Four women dressed in the gyaru style.
The Gyaru Wiki
Four women dressed in the gyaru style.

The Asian-American students of Westfield State University recently attended one of the events provided within the APISU (Asian and Pacific Islander Student Union) club, where they get to know more about a certain Japanese trend from the 1970s called gyaru.

From practicing how to do the makeup to getting to practice writing letters in Japanese, gyaru isn’t more than just a fashion statement. It’s a way of rebelling against the dominant culture’s ideology on the ideal physical appearance of women. 

Enlightening the Asian-Americans of Westfield State University, Lisa Nwafor has hosted an event for educating others about her love of gyaru fashion. The event was hosted on November 27th, taking place in the Owl’s Nest at 4:00pm that night.

I fell in love with the appearances of gyaru. After I got to know more, I love how they have such strong minds and admire them for pursuing what they like and love,” Nwafor said.

The event was catered and advertised for the Asian and Pacific Islander Student Union, with the host also being a part of the very same club. A total of 20 people plus the host attended the event before it ended, with a major part of the members attending past 4:30pm.

Nwafor had a presentation prepared to educate the attending members more on the background of gyaru and why it can be seen as so appealing back when it was trending. The event had offered up two kinds of activities once the presentation had concluded that tie into the gyaru fad, which contained vital information to know in order to understand what gyaru is.

These activities included practicing drawing the gyaru makeup on sheets of paper of people’s faces, using a variety of coloring utensils and the other activity where you can practice writing letters in Japanese that were part of gyaru as well. 

Nwafor had reasons for wanting to host this event around gyaru, as it’s heavily tied to her own connections with the same culture that gyaru originated from. As a half-Japanese woman who had lived in Japan for a majority of her life, it’s also where her passion and love of gyaru came from. That became her goal that she hoped to achieve once the event had been ended.

People who attended the event have expressed that while they knew that gyaru had existed, they had been a lot more informed on the subject matter. Sophia Pham had expressed that they knew about it briefly, but they didn’t know the range and diversity of gyaru that it can go to. Others have admitted that they would have liked to know even more about it, loving the concept of gyaru once the event had finished.

Gyaru is a Japanese culture that mostly teenagers and young adults participate in. Gyaru can come in many forms, with the two most popular forms of gyaru introduced in the event being “Shiro” and “Kuro” gyaru.

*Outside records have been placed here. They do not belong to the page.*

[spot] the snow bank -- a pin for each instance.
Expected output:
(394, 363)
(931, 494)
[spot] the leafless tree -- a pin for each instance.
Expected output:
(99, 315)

Kuro gyaru is the most popular form that was the most influenced by a Japanese singer named Namie Amuro, where tanned skin and light-colored hair were the most essential when it comes to this particular form of gyaru fashion. Shiro gyaru is the opposite of Kuro gyaru, popularized by Ayumi Hamzaki, that changed the basis of what it means to be gyaru. Nwafor has presented these forms as the most popular types of gyaru.

Other forms of gyaru have existed as well such as yamamba/monster gyaru, hime/princess gyaru, and male gyaru called Gyaruo adds into the idea that anybody regardless who they are as a person can be gyaru. Nwafor not only shares the variety and diversity of the gyaru form, but also shared the most important aspect that she wanted to share: having those core beliefs when participating in this culture. 

“As long as you can be honest to yourself, be able to have your own beliefs, and have a strong mind – anyone can be gyaru,” Nwafor said.